I had a recent experience. Tends to happen when you’re alive.
It made me think of a note I wrote myself, but eventually threw away because it didn’t seem pertinent anymore. This discarded note was to remind me to write my friend a letter about my ideas on relationships and why some people are so unsuccessful. I have to write everything down due to my terrible memory, but apparently this was more than a fleeting thought.
Anyways, the concept I was dealing with at the time was how I tend to shy away from talking about my feelings. My lady friends may lift their eyebrows bemusedly, thinking, what on earth is this kook saying? She constantly whines my ear off. I do tend to emphasize my ‘sharing is caring’ method. I’ve always had really good girl friends, and I ramble affectionately into their supportive nods.

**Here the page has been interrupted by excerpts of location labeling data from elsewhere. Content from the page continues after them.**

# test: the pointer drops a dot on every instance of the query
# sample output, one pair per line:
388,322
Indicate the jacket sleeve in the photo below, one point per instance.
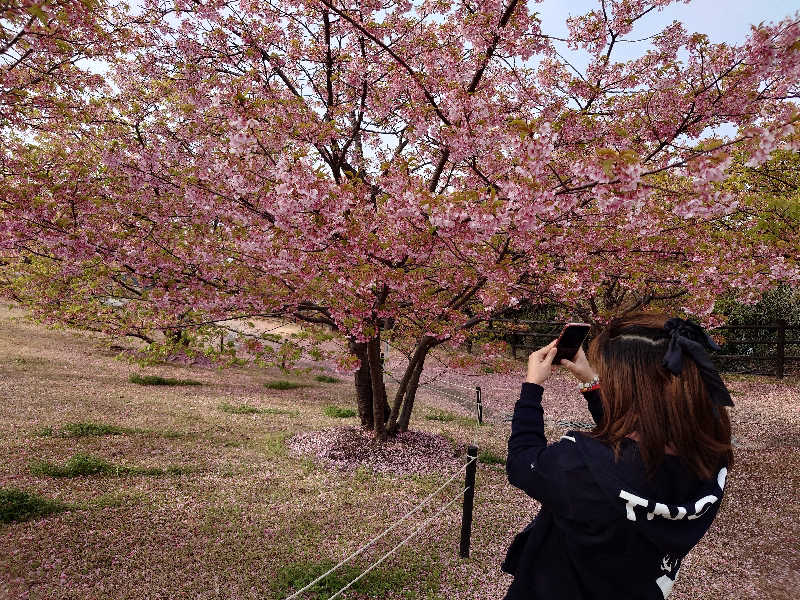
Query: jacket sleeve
541,471
595,405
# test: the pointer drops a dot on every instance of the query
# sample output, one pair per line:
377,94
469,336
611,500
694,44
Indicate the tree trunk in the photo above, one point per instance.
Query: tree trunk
379,402
417,362
363,383
411,394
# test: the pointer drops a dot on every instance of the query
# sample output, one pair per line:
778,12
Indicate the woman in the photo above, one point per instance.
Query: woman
623,504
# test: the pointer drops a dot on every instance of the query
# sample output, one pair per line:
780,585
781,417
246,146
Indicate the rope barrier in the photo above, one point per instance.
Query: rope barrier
398,546
382,535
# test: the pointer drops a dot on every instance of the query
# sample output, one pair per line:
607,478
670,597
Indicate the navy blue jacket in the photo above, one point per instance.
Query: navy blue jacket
604,530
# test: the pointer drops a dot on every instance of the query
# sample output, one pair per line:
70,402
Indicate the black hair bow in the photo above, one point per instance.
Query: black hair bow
689,338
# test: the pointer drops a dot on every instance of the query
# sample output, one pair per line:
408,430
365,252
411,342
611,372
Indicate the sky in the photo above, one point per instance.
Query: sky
722,20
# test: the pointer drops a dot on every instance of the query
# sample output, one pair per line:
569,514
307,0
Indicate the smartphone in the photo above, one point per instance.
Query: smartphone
570,340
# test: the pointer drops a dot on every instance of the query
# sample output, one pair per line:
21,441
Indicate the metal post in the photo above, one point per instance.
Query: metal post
469,498
780,355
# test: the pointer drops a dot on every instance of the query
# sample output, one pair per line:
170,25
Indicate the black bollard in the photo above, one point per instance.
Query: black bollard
469,498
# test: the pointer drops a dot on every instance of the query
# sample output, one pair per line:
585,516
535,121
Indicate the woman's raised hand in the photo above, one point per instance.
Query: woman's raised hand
580,368
540,363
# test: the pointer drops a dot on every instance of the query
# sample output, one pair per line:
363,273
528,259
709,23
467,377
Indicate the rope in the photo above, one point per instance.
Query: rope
393,550
364,547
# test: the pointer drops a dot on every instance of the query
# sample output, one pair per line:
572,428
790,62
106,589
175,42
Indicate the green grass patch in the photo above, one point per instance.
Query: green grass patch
441,416
86,429
80,465
17,505
490,458
339,413
246,409
158,380
117,499
273,445
242,409
378,583
83,430
282,384
447,417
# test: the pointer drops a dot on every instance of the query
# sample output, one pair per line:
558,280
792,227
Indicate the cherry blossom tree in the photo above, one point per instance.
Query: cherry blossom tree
431,163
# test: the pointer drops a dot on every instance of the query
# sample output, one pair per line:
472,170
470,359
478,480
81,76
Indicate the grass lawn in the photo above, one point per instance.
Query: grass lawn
197,492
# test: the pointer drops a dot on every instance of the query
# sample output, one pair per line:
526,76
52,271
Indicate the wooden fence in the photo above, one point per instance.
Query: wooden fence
769,349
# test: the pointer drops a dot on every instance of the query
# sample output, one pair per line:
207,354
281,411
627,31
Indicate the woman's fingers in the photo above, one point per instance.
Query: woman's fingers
542,352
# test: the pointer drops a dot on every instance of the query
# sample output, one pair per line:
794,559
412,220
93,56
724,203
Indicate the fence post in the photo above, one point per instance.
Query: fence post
469,498
780,355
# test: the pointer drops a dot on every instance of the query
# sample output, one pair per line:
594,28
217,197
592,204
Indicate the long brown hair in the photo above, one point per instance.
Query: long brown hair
640,395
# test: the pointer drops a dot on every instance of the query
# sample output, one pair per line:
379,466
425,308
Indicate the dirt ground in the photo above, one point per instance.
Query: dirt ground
238,514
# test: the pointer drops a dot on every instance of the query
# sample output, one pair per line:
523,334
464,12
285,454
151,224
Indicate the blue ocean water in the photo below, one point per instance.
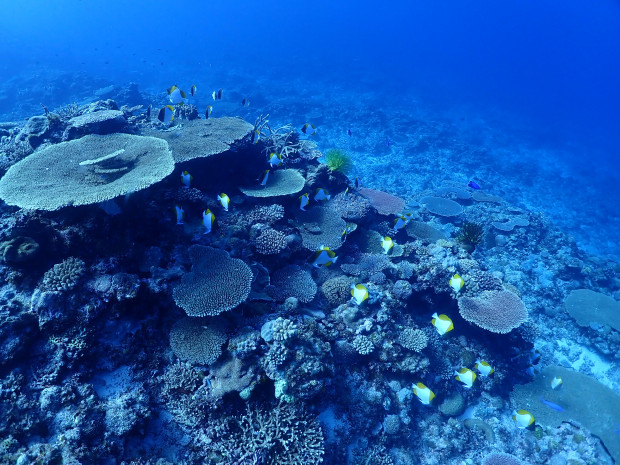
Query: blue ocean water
521,97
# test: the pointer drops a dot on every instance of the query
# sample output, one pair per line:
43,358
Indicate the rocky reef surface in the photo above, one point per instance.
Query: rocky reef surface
137,329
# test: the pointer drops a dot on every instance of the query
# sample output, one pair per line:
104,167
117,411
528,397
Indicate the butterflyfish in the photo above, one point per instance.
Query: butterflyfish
224,200
424,394
180,214
186,179
324,257
264,178
386,244
484,368
309,129
359,293
321,195
523,418
208,218
442,323
304,200
176,95
456,283
465,376
275,159
166,114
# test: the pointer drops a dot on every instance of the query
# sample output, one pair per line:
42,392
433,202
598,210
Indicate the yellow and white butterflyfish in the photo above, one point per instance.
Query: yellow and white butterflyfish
309,129
424,394
324,257
484,368
386,244
166,114
321,195
186,179
274,159
224,200
400,223
208,218
442,323
180,214
176,95
359,293
456,283
465,376
304,200
523,418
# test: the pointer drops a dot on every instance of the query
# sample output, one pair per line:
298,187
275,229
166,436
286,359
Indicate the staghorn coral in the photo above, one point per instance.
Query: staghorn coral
85,171
292,281
321,226
64,275
192,339
281,435
217,283
413,339
270,242
495,311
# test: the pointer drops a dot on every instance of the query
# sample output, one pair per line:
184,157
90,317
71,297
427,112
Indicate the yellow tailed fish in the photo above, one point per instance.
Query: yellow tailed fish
442,323
484,368
386,244
465,376
186,179
359,293
424,394
180,214
208,218
324,257
303,202
275,159
321,195
224,200
166,114
456,283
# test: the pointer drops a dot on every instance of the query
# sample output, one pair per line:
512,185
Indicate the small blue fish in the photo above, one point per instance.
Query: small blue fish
552,405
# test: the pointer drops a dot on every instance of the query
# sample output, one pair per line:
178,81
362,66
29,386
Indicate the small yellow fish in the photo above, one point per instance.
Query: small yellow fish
424,394
456,283
523,418
386,244
442,323
208,218
180,214
359,293
465,376
186,179
321,195
275,159
303,201
324,257
224,200
484,368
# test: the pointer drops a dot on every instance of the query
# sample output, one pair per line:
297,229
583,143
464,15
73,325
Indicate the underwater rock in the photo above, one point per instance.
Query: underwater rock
19,250
99,122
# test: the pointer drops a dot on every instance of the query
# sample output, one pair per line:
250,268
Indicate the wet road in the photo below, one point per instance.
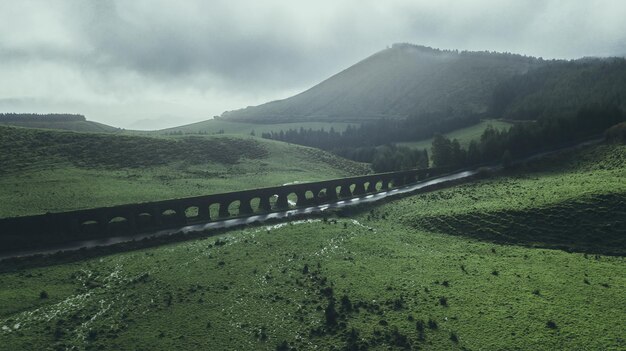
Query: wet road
228,223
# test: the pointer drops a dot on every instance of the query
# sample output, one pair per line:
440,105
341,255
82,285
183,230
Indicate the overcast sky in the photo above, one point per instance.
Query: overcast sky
148,64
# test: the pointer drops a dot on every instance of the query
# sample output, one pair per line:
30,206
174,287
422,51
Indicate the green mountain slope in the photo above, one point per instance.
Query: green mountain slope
381,279
395,83
76,126
561,89
50,171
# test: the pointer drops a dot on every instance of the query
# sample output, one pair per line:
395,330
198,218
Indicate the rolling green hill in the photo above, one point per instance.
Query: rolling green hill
76,126
48,171
463,135
389,276
401,81
561,89
216,126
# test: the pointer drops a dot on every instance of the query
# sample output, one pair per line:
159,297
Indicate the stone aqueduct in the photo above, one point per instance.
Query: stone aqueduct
40,230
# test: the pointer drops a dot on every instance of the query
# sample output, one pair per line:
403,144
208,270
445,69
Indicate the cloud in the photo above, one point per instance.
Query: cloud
126,61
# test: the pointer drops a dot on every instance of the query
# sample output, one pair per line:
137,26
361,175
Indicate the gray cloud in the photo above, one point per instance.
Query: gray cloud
122,62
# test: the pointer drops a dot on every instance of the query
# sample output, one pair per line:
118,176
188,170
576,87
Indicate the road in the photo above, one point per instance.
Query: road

Not so much with the gentlemen. I can dissect a boy’s text for hours with my girls, but force me to actually say what I’m thinking to the guy and I clam up uselessly. The unwritten letter was to detail this behavior I’d observed and self-diagnosed. If I like someone it’s not as simple as me liking him and knowing that he’ll like me back because I’m so great. If I like him, someone else must also like him, and maybe this someone else has been pining after him for years, just waiting for her opportunity to arise. If I openly declare my undying love I could crush her dreams and step all over any potential feelings he may have been starting to stretch towards her. I’m afraid of getting in the way of someone else’s love story. Why should someone settle for me when the person they might actually be happiest with is still lurking against the back wall, waiting for me to fade away?
Oh, poor little martyr. Not intentional, just irresolvable. Time and again.
Maybe it does all circle back to that thing Margaret Atwood said in “Hair Jewelry:”
Unrequited love was, at that period of my life, the only kind I seemed to be capable of feeling. This caused me much pain, but in retrospect I see it had advantages. It provided all the emotional jolts of the other kind without any of the risks, it did not interfere with my life, which, although meager, was mine and predictable, and it involved no decisions.
My Platonic version of myself resembled an Egyptian mummy, a mysteriously wrapped object that might or might not fall into dust if uncovered. But unrequited love demanded no striptease.
…
I have very low self-esteem, which is ridiculous when you consider how awesome I am.
Laugh it off. Paint a smile. Maybe, baby.